En el caso que nos ocupa se constata la consignación judicial efectuada por el acusado por importe de 2000 euros que trae su causa del cumplimiento del requerimiento judicial que a título de fianza para asegurar las responsabilidades pecuniarias se le practicó en virtud de lo acordado por la juez instructora en el Auto de Apertura del Juicio Oral recaído en fecha 3 de Octubre de 2011. No se trata por lo tanto de un acto de reparación del daño causado sino del cumplimiento de una obligación impuesta por la instructora en el ejercicio del mandato contenido en la Ley de Enjuiciamiento Criminal, cuyo contenido hubiera sido cumplido al margen de la voluntad del acusado a través de los medios previstos en su texto.
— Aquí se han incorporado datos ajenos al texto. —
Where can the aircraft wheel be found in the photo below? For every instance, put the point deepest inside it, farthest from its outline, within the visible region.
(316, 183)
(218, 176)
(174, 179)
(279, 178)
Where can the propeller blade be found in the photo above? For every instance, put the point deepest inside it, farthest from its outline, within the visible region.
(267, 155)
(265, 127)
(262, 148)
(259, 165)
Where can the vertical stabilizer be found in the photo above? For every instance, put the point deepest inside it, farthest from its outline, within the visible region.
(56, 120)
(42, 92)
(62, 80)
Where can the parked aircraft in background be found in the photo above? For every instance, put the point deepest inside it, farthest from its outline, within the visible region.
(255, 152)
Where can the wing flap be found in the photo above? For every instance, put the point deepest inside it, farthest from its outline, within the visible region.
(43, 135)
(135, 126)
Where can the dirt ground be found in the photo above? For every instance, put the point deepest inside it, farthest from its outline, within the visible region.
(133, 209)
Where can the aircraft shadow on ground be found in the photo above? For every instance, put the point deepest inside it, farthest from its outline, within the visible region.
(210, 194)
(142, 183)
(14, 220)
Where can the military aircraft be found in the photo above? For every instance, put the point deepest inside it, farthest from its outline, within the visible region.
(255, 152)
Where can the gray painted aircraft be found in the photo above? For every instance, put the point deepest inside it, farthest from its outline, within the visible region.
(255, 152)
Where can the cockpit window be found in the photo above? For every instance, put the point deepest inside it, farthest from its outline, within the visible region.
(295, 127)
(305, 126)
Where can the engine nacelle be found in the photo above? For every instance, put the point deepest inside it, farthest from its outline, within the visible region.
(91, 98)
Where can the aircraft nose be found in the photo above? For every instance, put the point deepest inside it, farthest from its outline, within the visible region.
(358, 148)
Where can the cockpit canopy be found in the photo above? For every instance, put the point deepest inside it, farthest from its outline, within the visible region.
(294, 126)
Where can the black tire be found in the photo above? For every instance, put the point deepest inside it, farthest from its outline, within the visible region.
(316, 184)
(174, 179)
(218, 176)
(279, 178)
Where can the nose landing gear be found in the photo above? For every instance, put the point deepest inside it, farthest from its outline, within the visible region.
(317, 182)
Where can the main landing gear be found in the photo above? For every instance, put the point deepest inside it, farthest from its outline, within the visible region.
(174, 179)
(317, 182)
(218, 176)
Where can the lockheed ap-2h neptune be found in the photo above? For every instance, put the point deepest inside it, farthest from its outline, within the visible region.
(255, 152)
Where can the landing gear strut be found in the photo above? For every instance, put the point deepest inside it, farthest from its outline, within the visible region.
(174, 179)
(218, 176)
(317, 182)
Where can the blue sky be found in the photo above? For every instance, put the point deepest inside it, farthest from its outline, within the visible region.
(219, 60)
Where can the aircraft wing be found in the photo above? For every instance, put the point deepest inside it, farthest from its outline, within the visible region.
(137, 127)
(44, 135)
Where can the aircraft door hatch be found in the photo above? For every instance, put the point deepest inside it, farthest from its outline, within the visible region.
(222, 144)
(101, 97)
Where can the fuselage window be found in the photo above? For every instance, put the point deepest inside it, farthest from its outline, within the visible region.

En cuanto a la individualización de la pena teniendo en cuenta que el acusado es una persona con una cierta cualificación, siendo administrador único de su empresa, y que con el documento pretendía oponerse a la reclamación de la parte más débil de la relación laboral frustrando sus expectativas económicas y teniendo en cuenta las peticiones de las partes, por exigencias del principio acusatorio, se fija en 8 meses de prisión la pena a imponer al acusado por el delito de falsedad cometido con la accesoria legal de inhabilitación especial para el derecho de sufragio pasivo durante el tiempo de la condena.
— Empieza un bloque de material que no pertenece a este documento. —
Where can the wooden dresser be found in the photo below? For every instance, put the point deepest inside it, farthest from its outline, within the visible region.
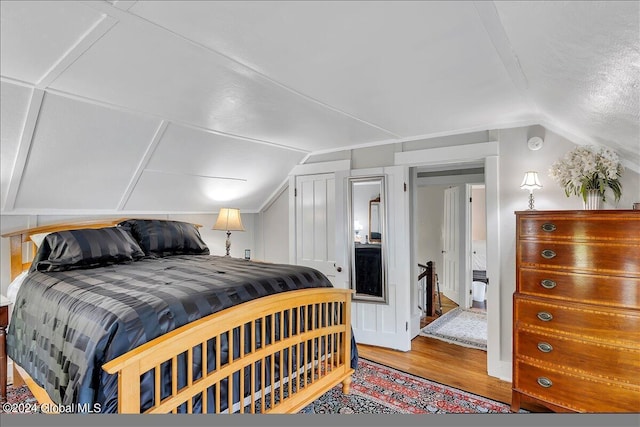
(576, 310)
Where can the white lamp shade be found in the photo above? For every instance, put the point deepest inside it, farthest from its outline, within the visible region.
(229, 220)
(530, 181)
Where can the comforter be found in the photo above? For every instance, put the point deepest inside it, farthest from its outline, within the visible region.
(66, 325)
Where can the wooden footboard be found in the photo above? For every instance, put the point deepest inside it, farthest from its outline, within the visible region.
(310, 337)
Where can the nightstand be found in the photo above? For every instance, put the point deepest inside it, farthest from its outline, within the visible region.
(4, 322)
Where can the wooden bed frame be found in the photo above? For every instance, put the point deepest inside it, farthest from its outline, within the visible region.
(329, 340)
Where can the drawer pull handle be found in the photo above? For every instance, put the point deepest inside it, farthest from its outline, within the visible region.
(548, 284)
(548, 227)
(545, 382)
(545, 347)
(544, 316)
(548, 254)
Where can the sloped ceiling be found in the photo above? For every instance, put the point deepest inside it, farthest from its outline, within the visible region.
(190, 106)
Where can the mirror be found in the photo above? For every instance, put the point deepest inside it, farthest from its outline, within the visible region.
(367, 237)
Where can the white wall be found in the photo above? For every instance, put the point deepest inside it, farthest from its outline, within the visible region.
(430, 202)
(478, 214)
(272, 242)
(514, 160)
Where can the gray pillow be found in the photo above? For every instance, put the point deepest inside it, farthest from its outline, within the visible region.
(86, 248)
(163, 237)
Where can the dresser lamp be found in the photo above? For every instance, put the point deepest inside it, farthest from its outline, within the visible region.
(229, 220)
(531, 182)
QUINTO.- Toda persona criminalmente responsable de un delito o falta lo es también civilmente si del hecho se derivan daños y perjuicios con arreglo a lo establecido en el art. 116 y concordantes del Código Penal , daños y perjuicios evidentes en el caso de autos fijándose la cantidad por tal concepto en la suma de 3.000 e que interesada por la acusación particular se considera ajustada y proporcionada a la entidad del perjuicio real y daño moral al verse obligado a instar un proceso laboral para poder obtener la tutela de los derechos que le correspondían.

SEXTO.- Procede imponer las costas causadas, incluidas las correspondientes a la acusación particular, al condenado con arreglo a lo establecido en el art 123 del Código penal en relación con los arts. 239 y ss de la L.E. criminal .

Fallo

Que debemos condenar y condenamos a Juan Antonio , sin circunstancias modificativas de la responsabilidad penal, como autor penalmente responsable de un delito de falsedad en documento privado ya definido a la pena de OCHO MESES de prisión con inhabilitación especial para el derecho de sufragio pasivo durante el tiempo de la condena.

Que debemos absolver y absolvemos a Juan Antonio del delito intentado de estafa procesal y del delito contra los derechos de los trabajadores de los que venía siendo acusado

El condenado deberá abonar a Felipe la suma de 3.000 euros en concepto de daños y perjuicios irrogados,con expresa imposición de las costas causadas ,incluidas las correspondientes a la acusación particular ,a dicho condenado.

Notifíquese esta sentencia a las partes, instruyéndoles que no es firme y que procede RECURSO DE CASACION ante esta sección, a interponer en el plazo de CINCO DIAS desde su notificación

Así, por esta nuestra Sentencia, lo pronunciamos, mandamos y firmamos.